WESTFIELD, N.J. -- On a Friday afternoon last April, a couple of weeks after he returned from Iraq, Marine Lt. Col. Steve Brozak walked into the town hall here and changed his voter registration from Republican to Democrat.
That put Mr. Brozak in the middle of Democratic efforts to chip away at Republicans' political strength on national-security matters. With Vietnam veteran John Kerry at the top of the ticket and unease growing over the Bush administration's handling of Iraq and terrorism, Democrats are hoping to tap a new constituency: members of the military and veterans, who vote overwhelmingly Republican.

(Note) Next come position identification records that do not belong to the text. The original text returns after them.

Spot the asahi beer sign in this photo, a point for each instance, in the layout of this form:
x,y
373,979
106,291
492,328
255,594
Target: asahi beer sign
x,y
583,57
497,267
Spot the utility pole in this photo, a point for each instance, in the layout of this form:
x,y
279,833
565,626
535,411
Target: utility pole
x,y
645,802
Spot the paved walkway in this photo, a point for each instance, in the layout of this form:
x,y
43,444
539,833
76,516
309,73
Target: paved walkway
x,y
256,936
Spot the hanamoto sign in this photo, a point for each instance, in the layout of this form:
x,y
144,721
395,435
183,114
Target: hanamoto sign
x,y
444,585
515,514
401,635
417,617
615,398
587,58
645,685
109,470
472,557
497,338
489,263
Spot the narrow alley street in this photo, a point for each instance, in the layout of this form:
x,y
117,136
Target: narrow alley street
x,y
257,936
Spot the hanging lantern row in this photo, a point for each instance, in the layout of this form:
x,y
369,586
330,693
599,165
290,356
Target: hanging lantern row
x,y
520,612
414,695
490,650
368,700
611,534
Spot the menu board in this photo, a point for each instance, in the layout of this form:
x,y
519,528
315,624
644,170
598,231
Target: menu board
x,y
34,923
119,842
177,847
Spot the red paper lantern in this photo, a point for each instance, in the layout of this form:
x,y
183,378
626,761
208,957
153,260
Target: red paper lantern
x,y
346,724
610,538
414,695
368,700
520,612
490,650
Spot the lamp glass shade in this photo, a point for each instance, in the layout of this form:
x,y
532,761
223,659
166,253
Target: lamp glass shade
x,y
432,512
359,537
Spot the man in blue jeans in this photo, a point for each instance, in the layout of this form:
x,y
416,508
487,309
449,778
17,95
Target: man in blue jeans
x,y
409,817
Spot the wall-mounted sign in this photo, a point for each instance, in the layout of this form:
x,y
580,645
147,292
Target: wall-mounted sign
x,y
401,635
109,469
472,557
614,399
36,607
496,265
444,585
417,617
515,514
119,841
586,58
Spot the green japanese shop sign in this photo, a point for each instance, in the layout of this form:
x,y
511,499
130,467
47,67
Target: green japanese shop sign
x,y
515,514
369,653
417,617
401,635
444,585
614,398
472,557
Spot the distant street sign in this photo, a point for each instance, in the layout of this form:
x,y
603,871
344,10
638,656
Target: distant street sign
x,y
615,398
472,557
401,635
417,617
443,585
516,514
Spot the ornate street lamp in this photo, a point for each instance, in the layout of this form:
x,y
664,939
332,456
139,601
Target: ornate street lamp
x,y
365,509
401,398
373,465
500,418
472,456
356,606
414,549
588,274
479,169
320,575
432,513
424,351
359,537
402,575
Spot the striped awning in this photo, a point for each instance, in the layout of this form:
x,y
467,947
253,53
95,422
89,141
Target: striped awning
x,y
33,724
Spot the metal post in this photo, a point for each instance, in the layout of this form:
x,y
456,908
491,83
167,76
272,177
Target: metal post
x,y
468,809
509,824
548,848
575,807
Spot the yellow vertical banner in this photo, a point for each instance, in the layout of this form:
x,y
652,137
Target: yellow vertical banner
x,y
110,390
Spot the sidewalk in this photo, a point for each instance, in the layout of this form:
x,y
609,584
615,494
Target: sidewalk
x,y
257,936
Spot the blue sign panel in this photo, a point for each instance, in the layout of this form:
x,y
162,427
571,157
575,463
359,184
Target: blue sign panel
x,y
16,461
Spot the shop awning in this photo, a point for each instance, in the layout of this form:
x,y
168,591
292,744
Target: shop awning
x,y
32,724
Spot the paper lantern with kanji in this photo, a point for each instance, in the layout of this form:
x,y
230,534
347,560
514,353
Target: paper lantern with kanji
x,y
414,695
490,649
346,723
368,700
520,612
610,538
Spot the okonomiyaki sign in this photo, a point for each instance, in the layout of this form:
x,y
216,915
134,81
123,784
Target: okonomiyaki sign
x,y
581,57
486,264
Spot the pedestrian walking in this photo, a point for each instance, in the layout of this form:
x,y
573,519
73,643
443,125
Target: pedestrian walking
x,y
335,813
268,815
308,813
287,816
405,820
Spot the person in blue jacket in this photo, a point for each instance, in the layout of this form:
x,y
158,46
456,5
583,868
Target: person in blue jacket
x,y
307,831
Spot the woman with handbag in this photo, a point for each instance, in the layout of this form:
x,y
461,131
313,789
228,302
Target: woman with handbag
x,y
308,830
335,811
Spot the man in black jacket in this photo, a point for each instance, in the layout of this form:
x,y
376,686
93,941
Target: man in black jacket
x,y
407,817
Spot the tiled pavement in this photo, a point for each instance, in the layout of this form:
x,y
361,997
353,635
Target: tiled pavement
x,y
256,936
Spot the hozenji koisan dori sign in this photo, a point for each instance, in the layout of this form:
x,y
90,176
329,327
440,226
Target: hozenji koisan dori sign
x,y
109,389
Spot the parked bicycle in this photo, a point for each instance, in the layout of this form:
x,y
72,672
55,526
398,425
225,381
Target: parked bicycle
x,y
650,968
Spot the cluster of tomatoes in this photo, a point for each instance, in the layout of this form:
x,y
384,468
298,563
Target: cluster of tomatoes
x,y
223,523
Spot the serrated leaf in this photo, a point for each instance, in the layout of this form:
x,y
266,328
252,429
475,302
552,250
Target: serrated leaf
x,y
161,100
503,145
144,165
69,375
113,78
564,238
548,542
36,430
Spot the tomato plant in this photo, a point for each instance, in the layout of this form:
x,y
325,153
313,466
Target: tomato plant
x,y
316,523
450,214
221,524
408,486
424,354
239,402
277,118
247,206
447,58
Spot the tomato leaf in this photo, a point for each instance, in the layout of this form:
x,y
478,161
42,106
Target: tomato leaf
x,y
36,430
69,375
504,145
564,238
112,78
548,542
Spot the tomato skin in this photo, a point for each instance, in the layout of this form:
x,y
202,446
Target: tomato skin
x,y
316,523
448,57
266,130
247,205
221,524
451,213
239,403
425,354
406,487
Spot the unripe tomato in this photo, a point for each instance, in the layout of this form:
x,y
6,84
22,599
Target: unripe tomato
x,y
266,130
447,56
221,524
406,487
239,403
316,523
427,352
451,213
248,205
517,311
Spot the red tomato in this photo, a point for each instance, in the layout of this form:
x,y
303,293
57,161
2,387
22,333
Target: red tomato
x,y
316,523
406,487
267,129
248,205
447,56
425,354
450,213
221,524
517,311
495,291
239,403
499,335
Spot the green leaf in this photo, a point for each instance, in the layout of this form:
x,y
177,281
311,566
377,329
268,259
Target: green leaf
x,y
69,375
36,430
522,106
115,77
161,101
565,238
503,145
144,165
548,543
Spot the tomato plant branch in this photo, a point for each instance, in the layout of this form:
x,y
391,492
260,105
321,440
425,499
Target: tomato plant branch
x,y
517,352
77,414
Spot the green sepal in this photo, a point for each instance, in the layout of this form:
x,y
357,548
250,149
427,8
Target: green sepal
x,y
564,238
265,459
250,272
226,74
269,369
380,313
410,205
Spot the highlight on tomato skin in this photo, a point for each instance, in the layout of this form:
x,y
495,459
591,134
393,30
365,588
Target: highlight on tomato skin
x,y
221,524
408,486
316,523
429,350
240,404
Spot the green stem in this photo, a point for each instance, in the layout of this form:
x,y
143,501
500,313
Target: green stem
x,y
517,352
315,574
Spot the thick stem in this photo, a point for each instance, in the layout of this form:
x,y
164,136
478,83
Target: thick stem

It's a mission being embraced by the 42-year-old Mr. Brozak, now running for Congress in a well-to-do swath of suburban New Jersey. A social moderate and fiscal conservative, he's emerging as the Democrats' dream challenger to an entrenched Republican. The son of immigrants, he's an investment banker specializing in biotechnology companies and a Marine who has served three years on active duty and 18 years in the Reserve, including brief volunteer deployments to Haiti, Bosnia, Kuwait and Iraq.
Mr. Brozak, who plans to retire from the Reserve May 1, began turning against the Republican Party during the South Carolina primary in 2000, when a Bush ally accused Sen. John McCain of neglecting his fellow Vietnam veterans. Mr. Brozak grew even angrier in 2002, when Republican Saxby Chambliss, aided by President Bush, defeated Democratic Georgia Sen. Max Cleland in a bitter campaign. Ads for Mr. Chambliss implicitly questioned the patriotism of Mr. Cleland -- who lost three limbs serving in Vietnam.
When Mr. Brozak decided to change his party affiliation, the only person he told ahead of time was his father, an immigrant who had piloted a fighter plane in a brief uprising against the Nazi occupation of his native Yugoslavia and wound up in a slave-labor camp. Later, he found himself discussing the war with a Marine buddy, who told Mr. Brozak he sounded as if he were campaigning. The idea stuck, Mr. Brozak says, and he decided to discuss running with New Jersey and national Democrats.
These days, Mr. Brozak is especially angry about the administration's treatment of National Guard and Reserve troops, the traditional weekend warriors who now find themselves deployed for years. Within the next few months, 70% of the 7,000 members of the New Jersey Army National Guard will be on active duty in Iraq, Afghanistan, the Sinai Peninsula or elsewhere -- a higher share than at any time since World War II.
In the Marines, Mr. Brozak served as an infantry commander and public-affairs officer. His last post was as liaison with companies whose employees had been called up for duty. When he went to Kuwait and Iraq a year ago, he accompanied a survey team assessing how deployment affects citizen-soldiers. The survey found a third of the troops expected to pay a heavy price: lost jobs, lost businesses, lost promotions, lost income.
"As bad as it is for people in this economy, it's twice as bad for the guard, reserve" and active-duty military, Mr. Brozak told a political action committee of service-academy graduates at a meeting last month aboard the aircraft carrier USS Intrepid. Despite legal safeguards, many of them aren't guaranteed a job when they return, he says. He believes the regular military should be beefed up to take the stress off the part-timers.